Sulle imbarcazioni le sarde si gustavano con la polenta, cotta nell’acqua di laguna. Alcuni storici fanno risalire questo piatto straordinario, addirittura, al 1300.
La ricetta tradizionale prevede un primo passaggio di pulitura dei pesci: si tolgono le interiora e la testa, mentre viene mantenuta la coda. Le sarde vengono quindi lavate sotto acqua corrente e lasciate sgocciolare per qualche minuto; si infarinano una ad una e si friggono in olio bollente, fino a quando risultano rigide e perfettamente croccanti. Per preparare il saor, invece, si tagliano le cipolle a fette sottili e si friggono in olio, un pizzico di sale, due bicchieri di aceto e un cucchiaio di zucchero. La cottura è lenta e a fuoco basso, fino a quando le cipolle non risultano del tutto cotte e restano croccanti. Alla fine, si posizionano le sarde in una teglia, alternandole a strati di cipolle con il liquido di cottura. Alcuni aggiungono altro aceto, finché i pesci non risultano completamente sommersi. Le sarde così preparate vengono lasciate riposare per un paio di giorni prima di essere servite.

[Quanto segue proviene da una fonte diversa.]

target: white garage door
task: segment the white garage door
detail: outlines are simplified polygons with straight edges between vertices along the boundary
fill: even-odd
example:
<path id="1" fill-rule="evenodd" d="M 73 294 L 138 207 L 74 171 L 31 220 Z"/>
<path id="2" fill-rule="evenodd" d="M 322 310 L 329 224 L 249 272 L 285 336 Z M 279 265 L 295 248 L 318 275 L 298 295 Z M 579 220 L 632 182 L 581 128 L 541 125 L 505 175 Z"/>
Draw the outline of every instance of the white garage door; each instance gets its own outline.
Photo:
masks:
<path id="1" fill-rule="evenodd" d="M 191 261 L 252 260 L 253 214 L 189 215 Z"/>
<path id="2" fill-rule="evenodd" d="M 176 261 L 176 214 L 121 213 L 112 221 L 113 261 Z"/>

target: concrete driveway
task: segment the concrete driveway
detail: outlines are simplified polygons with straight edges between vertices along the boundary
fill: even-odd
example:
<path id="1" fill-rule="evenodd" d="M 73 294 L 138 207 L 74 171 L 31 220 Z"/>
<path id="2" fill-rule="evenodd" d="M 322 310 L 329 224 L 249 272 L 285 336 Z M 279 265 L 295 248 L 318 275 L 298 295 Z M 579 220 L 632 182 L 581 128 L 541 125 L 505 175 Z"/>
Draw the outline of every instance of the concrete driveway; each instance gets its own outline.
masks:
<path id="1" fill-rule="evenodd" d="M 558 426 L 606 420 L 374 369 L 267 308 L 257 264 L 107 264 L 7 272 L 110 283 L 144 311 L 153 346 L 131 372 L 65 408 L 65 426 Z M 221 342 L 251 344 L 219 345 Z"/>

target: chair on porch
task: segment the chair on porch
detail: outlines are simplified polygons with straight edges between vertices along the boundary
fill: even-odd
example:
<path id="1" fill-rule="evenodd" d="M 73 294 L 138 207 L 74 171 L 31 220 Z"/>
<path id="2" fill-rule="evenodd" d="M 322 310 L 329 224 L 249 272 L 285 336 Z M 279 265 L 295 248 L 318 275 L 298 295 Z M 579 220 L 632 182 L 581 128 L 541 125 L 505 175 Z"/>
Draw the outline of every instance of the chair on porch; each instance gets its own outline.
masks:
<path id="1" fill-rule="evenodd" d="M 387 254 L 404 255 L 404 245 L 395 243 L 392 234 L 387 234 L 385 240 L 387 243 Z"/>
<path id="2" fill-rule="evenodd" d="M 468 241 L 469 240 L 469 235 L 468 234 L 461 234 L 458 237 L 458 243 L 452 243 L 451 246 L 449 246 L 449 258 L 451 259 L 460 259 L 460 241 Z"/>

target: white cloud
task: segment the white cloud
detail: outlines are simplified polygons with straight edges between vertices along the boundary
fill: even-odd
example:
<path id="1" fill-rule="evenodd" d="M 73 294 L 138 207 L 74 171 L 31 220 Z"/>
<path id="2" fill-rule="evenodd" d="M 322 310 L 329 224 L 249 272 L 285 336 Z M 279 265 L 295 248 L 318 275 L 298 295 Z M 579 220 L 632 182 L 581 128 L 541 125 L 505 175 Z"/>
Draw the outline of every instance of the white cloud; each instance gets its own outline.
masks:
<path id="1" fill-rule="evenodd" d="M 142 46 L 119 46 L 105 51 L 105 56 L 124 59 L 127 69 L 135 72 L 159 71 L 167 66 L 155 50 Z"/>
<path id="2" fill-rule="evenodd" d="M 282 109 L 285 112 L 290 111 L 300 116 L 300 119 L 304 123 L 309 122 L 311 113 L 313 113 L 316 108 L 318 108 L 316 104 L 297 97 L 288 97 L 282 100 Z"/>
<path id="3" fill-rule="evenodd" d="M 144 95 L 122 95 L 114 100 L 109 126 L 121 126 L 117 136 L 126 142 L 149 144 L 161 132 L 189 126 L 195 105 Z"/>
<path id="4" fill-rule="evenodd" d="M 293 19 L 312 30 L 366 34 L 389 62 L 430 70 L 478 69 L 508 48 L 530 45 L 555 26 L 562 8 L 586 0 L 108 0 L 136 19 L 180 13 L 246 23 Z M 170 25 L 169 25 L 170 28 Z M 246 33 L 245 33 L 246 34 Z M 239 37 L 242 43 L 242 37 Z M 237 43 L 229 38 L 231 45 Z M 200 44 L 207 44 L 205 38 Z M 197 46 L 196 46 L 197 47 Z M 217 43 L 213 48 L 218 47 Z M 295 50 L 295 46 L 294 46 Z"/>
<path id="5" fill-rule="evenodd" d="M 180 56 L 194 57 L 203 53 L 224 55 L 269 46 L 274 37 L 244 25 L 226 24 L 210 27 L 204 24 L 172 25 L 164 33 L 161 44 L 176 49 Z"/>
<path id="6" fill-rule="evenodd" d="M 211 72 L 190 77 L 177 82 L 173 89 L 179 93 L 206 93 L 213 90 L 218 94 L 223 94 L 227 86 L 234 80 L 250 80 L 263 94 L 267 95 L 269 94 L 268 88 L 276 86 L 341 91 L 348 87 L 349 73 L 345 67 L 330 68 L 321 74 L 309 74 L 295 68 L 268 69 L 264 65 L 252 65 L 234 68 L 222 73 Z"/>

La versione veneziana del “saor” si unisce a ricette simili come il “carpione” dei laghi lombardi, lo “scapece” del Mezzogiorno d’Italia o lo spagnolo “escabeche”. Tutte antiche preparazioni accomunate dall’idea di trattare il pesce con aceto per esaltarne le caratteristiche e allungarne la conservazione. Rimedi dovuti alla necessità ma pur sempre creazioni geniali.